I received a call yesterday from the homeopathic Dr, Dr Strauss who fixed my adrenal crash like a miracle. I heard him say "deathly ill" and "very concerned for you" but I'm so bad on a phone with my poor hearing, I rather made an appointment to go and see him. He couldn't see me yesterday and I had to wait patiently all night long wondering what it was that I had which was "deathly ill?"
After ministry this morning, I popped into the good Dr. I took my sister with for courage to face the something sinister I may have had. The Dr informed me that my final blood tests came back from the laboratories and that I am 2 points away from being diabetic and additionally my insulin cannot go any higher and that if I have any "scare" "trauma" etc the possibility is that my sugar will spike beyond the insulin level and that could cause a stroke, heart attack etc. YIKES THAT IS BAD NEWS!!!
I was thinking, I hope THIS news isn't going to be what sends my sugar careening through the roof.....but he assured me that I can turn this around as of IMMEDIATELY with certain disciplines in place.
1. Lose 10% of your body weight asap.
Thats not too bad, I've already lost a quarter of that figure already, which he was delighted to learn.
2. No simple carbohydrates AT ALL and no sugar FRUITS.
WOW I've pretty much been living on watermelon, grapes, melons, butternut, pumpkin, beetroot. All these are now - NO NO NO NO NO.
3. Up my exercise...not walking, running etc he wants simple exercise yet highly effective...housework done thoroughly lol and gardening. He reckons at this state of my body, these are two of the bests exercises I can do.
So, I bought some more meds to aid my sugar from spiking and a book called THE SOUTH AFRICAN GLYCEMIC INDEX AND LOAD GUIDE. What an interesting book. It gives you all the glycemic levels and how they load in your system.
And here's the BEST NEWS OF ALL....I have always said I have a psychological issue with compliments and weight loss....turns out....its not so! ISN'T THAT GREAT?!

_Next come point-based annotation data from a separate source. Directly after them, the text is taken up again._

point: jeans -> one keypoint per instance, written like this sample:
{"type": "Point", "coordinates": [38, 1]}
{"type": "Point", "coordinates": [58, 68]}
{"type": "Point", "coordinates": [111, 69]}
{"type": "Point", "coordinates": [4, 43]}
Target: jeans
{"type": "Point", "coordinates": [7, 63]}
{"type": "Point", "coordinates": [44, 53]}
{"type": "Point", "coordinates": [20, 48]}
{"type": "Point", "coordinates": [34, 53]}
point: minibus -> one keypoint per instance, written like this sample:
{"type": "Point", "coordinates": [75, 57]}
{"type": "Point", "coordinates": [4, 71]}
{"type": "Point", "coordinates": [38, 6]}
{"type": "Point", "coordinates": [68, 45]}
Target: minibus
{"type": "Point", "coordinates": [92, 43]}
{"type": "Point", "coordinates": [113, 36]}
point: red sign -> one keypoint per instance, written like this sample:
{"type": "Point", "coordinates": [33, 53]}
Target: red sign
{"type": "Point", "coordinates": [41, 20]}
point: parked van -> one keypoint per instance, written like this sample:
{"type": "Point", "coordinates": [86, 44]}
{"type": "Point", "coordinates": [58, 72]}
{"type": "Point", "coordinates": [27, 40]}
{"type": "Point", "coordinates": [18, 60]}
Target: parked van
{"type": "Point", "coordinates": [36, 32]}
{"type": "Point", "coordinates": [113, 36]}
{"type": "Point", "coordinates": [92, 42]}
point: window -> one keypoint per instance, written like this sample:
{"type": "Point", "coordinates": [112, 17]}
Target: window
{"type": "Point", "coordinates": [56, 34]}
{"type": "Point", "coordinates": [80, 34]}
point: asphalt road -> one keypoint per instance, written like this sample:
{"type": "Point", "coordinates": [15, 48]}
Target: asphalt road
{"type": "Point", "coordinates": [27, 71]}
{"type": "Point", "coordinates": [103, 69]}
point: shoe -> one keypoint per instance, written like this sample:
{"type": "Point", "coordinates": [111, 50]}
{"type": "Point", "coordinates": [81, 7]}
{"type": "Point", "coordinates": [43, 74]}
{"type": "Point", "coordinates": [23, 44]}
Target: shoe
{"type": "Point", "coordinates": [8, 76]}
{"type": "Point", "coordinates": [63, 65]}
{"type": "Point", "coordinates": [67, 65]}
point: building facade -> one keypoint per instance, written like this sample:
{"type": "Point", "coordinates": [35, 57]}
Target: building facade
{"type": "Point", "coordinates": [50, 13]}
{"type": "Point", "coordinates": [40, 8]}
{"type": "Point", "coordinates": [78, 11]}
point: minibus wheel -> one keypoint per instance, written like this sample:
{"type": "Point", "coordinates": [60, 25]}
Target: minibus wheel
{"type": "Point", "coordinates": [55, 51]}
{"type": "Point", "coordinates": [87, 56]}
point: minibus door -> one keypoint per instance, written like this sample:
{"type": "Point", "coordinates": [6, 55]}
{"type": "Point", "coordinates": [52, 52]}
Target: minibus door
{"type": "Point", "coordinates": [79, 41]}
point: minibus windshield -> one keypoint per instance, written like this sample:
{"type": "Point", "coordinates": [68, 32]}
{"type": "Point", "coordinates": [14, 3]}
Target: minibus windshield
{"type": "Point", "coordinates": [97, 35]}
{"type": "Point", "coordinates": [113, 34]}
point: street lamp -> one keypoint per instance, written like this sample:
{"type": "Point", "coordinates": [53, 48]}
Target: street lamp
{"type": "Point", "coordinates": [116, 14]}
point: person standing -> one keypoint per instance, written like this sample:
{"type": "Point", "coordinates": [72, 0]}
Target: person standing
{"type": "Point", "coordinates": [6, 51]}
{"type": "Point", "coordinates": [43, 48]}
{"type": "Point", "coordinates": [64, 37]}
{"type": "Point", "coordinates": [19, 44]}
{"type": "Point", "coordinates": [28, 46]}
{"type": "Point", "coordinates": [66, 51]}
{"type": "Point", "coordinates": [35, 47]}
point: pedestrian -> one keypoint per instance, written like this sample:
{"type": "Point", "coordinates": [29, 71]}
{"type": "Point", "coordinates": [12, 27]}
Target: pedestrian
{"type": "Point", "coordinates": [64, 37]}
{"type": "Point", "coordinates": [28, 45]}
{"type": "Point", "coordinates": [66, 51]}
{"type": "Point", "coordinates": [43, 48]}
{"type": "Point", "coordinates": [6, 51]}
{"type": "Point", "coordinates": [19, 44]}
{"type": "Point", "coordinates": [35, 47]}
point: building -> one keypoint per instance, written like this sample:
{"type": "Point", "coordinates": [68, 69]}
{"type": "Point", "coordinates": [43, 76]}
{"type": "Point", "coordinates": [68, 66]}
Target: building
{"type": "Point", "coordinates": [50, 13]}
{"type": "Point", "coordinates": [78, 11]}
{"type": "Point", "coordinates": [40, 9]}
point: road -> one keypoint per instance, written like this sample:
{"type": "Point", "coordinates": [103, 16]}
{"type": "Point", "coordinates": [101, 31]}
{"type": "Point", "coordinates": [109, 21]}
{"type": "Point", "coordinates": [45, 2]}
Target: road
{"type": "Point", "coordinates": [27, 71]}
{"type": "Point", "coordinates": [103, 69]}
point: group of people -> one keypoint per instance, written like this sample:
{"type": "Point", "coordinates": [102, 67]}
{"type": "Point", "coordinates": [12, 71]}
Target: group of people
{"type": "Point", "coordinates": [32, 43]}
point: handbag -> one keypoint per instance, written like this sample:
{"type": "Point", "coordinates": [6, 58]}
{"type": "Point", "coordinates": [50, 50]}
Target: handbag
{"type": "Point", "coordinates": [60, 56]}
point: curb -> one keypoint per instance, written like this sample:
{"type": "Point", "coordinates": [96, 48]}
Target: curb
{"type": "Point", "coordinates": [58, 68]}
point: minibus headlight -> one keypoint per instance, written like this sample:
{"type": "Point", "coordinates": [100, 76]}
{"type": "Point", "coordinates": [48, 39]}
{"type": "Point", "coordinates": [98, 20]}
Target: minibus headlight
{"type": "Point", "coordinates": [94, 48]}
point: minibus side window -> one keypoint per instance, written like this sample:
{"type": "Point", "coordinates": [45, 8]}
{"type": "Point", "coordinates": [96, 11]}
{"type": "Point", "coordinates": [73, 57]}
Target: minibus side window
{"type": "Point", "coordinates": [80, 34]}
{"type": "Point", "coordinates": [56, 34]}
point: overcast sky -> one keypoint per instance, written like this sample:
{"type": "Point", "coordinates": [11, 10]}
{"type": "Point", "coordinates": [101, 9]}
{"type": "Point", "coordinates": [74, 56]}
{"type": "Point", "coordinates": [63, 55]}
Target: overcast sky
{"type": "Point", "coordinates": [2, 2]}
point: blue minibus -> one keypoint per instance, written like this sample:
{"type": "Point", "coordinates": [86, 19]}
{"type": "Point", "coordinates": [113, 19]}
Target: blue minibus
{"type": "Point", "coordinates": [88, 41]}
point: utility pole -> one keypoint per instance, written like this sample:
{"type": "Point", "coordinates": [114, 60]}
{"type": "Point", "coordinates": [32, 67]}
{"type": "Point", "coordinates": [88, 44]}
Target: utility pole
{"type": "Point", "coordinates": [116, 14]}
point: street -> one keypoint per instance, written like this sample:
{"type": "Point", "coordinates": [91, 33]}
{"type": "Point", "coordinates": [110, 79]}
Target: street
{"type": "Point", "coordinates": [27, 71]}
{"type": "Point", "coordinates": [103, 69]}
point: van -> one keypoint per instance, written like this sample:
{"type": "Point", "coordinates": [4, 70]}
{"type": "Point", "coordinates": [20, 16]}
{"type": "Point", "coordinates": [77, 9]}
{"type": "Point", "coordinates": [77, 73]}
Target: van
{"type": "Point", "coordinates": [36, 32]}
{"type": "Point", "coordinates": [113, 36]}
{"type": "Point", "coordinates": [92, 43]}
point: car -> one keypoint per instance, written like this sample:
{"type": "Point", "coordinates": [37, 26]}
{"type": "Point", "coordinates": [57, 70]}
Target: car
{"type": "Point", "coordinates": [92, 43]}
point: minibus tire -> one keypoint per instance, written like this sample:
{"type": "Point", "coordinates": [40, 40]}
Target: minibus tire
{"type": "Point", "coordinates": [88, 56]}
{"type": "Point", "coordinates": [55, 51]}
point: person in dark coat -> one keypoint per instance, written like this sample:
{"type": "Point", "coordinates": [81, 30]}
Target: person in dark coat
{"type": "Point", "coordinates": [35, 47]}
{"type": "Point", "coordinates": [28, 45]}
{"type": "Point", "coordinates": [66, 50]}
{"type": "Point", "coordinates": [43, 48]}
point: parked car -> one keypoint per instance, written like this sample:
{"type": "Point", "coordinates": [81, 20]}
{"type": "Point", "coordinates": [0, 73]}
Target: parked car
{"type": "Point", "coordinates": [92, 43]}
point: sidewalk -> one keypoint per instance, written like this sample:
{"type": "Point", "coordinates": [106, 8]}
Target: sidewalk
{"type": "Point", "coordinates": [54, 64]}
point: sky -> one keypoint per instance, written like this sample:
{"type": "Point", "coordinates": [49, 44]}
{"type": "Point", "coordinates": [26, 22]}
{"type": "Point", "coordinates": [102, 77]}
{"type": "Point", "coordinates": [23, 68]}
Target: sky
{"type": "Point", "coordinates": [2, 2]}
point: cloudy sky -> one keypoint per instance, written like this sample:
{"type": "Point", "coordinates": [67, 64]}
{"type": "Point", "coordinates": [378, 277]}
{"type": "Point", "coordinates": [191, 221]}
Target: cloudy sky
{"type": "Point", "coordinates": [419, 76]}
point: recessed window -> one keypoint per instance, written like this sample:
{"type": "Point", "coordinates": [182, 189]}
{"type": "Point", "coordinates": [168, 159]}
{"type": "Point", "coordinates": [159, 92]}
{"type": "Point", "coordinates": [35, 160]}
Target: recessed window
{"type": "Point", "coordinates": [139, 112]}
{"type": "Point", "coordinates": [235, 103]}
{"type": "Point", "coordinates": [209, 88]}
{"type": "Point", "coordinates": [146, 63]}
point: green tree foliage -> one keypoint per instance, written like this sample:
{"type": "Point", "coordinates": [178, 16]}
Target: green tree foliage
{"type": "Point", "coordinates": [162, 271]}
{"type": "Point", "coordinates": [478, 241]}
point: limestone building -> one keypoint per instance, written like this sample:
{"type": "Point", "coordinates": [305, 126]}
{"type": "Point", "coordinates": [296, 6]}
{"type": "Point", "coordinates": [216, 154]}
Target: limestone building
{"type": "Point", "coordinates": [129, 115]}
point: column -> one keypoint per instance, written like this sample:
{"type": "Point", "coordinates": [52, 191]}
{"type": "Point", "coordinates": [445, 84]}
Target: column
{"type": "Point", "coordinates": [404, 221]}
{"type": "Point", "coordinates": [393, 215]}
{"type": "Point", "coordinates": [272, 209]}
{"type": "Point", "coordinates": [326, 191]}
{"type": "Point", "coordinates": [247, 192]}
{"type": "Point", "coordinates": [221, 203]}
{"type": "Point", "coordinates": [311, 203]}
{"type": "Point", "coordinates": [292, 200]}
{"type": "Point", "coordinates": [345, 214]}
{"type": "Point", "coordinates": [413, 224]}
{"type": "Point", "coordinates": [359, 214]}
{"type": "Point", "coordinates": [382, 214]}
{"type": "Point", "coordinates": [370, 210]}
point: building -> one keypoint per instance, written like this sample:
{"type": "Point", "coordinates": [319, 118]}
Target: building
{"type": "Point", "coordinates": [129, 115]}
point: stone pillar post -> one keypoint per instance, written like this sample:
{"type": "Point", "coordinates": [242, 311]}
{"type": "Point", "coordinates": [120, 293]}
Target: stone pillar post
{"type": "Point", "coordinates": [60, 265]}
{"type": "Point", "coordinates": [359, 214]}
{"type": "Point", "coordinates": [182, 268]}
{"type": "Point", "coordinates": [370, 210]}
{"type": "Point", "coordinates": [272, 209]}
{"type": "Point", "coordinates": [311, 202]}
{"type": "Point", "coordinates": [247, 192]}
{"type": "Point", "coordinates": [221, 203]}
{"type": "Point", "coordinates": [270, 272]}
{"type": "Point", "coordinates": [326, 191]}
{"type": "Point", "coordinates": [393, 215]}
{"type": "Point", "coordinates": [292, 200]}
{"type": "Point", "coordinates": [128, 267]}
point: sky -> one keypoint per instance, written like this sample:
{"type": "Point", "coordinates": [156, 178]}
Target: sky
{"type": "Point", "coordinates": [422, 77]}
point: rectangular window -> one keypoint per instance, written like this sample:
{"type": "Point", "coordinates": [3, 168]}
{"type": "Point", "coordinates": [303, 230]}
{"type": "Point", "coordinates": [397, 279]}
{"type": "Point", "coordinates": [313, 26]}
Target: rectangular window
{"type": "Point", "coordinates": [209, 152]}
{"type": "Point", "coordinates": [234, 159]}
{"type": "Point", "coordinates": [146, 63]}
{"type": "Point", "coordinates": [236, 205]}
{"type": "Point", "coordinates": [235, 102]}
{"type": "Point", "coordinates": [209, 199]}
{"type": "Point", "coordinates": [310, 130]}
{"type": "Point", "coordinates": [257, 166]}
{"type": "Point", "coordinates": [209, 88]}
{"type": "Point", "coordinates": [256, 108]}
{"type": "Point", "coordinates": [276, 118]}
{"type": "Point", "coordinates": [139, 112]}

Its not psychological issue sending me back to this fat place, its insulin resistance THE ENTIRE TIME. He reckons I would not have kept the weight off in a million years on my own and gave in depth medical explanations as to why. I honestly don't think I can even attempt to retell what he said. So it appears that I was blaming the wrong thing and I mean how was I to know?
My sister was with me and free of charge he looked into her eyes and said she has serious hormonal issues also causing insulin intolerance and thats why, while being thinner than myself, she battles to shed and keep the last 10-15kgs off. So we are sharing the new eating journey together and she has to cut out wine altogether LOL. She loves her Fri evening 2 glasses, spends all week waiting for 6pm on Friday......well she can have appetizer but it wont give the same zing.
I am so THRILLED to know that I don't suffer psychological issues with my weight and this new info is the key that will turn this door for me also.
When hubby came home, I could barely catch my breath telling him all this good news. I am going to lose AND KEEP THE WEIGHT OFF because I know whats wrong....not just weight to be lost. Hearing all my good news, he booked me onto a local boot camp WITH MY SISTER as a gift to my future with the bonus he received today and was going to tell me about but never got a word in edgewise.
So I begin on the morning of Monday the 18th March at 5.30am with boot camp and I am SO looking forward to it. I am already on a weight loss challenge on a Monday evening, but its not a boot camp, just a regular corrective eating and walks and weighing on a special scale that measures bone density, water, fat etc.
This is a link to the boot camp I will be on. These photo's are from the George boot camp.
It's like an outdoor gym....suits me just fine.
HOW AWESOME IS THIS DAY.....now how am I supposed to sleep tonight?